BACKGROUND: Accumulation of genome-wide transcriptome data provides new insight on a genomic scale which cannot be gained by analyses of individual data. The majority of rice (O. sativa) species are japonica and indica cultivars. Genome-wide identification of genes differentially expressed between japonica and indica cultivars will be very useful in understanding the domestication and evolution of rice species. RESULTS: In this study, we analyzed 983 of the 1866 entries in the Affymetrix array data in the public database: 595 generated from indica and 388 from japonica rice cultivars.
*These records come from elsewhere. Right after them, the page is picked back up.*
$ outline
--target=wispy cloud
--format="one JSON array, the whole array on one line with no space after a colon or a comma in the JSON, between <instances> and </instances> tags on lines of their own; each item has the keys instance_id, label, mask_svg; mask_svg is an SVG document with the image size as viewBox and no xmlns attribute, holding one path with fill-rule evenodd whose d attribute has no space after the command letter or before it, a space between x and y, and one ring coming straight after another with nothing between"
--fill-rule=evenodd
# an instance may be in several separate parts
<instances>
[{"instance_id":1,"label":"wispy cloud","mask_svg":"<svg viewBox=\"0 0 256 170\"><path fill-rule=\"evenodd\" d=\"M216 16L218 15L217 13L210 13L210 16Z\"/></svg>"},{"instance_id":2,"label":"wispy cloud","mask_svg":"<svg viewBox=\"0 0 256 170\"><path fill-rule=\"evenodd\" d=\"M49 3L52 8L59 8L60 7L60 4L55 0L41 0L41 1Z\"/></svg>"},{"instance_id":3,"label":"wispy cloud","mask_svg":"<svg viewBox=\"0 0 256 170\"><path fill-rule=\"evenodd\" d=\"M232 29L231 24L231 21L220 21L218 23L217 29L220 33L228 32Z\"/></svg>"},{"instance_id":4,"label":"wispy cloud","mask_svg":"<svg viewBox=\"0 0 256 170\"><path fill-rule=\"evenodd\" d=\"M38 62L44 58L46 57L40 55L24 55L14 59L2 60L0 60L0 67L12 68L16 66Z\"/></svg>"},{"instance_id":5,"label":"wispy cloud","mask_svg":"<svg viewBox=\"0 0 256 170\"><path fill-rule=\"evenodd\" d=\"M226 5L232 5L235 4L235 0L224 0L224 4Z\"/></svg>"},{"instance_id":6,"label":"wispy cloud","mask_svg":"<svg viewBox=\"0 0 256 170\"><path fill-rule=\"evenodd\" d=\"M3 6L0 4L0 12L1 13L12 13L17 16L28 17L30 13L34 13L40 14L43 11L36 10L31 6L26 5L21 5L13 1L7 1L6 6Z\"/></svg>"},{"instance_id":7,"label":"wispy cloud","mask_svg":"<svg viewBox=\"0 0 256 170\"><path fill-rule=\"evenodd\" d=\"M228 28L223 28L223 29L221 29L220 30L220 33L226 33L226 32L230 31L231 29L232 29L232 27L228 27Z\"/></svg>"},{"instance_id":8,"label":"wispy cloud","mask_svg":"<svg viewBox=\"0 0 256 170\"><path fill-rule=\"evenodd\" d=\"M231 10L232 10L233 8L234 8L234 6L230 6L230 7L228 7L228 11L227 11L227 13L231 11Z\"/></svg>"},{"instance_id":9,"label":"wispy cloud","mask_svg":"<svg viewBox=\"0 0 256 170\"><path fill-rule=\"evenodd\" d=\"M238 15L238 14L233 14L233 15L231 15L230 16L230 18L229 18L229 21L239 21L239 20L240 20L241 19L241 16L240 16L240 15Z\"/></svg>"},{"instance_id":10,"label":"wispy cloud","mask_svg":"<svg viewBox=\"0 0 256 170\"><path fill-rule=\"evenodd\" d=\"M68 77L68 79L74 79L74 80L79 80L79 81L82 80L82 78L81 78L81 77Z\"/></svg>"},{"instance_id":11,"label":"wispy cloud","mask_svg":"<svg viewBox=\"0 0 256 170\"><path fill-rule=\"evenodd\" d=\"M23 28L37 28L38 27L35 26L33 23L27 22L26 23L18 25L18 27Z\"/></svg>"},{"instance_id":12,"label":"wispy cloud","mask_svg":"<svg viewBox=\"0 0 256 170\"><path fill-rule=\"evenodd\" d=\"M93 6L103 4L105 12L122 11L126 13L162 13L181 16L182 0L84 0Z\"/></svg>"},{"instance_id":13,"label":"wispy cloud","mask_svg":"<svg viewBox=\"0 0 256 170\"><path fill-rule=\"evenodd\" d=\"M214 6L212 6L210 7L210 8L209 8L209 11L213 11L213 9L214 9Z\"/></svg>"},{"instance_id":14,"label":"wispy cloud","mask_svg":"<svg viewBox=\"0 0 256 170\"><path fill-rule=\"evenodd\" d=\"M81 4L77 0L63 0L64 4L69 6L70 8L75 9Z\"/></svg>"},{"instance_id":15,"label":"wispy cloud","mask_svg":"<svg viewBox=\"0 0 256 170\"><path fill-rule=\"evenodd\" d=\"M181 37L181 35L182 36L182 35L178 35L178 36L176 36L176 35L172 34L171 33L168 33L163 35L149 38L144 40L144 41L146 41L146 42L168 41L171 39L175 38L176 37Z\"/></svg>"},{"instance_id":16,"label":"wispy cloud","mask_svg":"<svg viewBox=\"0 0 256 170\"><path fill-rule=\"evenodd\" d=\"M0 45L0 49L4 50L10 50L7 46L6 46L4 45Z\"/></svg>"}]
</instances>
To discover differentially expressed genes in each cultivar, we performed significance analysis of microarrays for normalized data, and identified 490 genes preferentially expressed in japonica and 104 genes in indica. Gene Ontology analyses revealed that defense response-related genes are significantly enriched in both cultivars, indicating that japonica and indica might be under strong selection pressure for these traits during domestication. In addition, 36 (34.6%) of 104 genes preferentially expressed in indica and 256 (52.2%) of 490 genes preferentially expressed in japonica were annotated as genes of unknown function. Biotic stress overview in the MapMan toolkit revealed key elements of the signaling pathway for defense response in japonica or indica eQTLs. CONCLUSIONS: The percentage of screened genes preferentially expressed in indica was 4-fold higher (34.6%) and that in japonica was 5-fold (52.2%) higher than expected (11.1%), suggesting that genes of unknown function are responsible for the novel traits that distinguish japonica and indica cultivars. The identification of 10 functionally characterized genes expressed preferentially in either japonica or indica highlights the significance of our candidate genes during the domestication of rice species. Functional analysis of the roles of individual components of stress-mediated signaling pathways will shed light on potential molecular mechanisms to improve disease resistance in rice.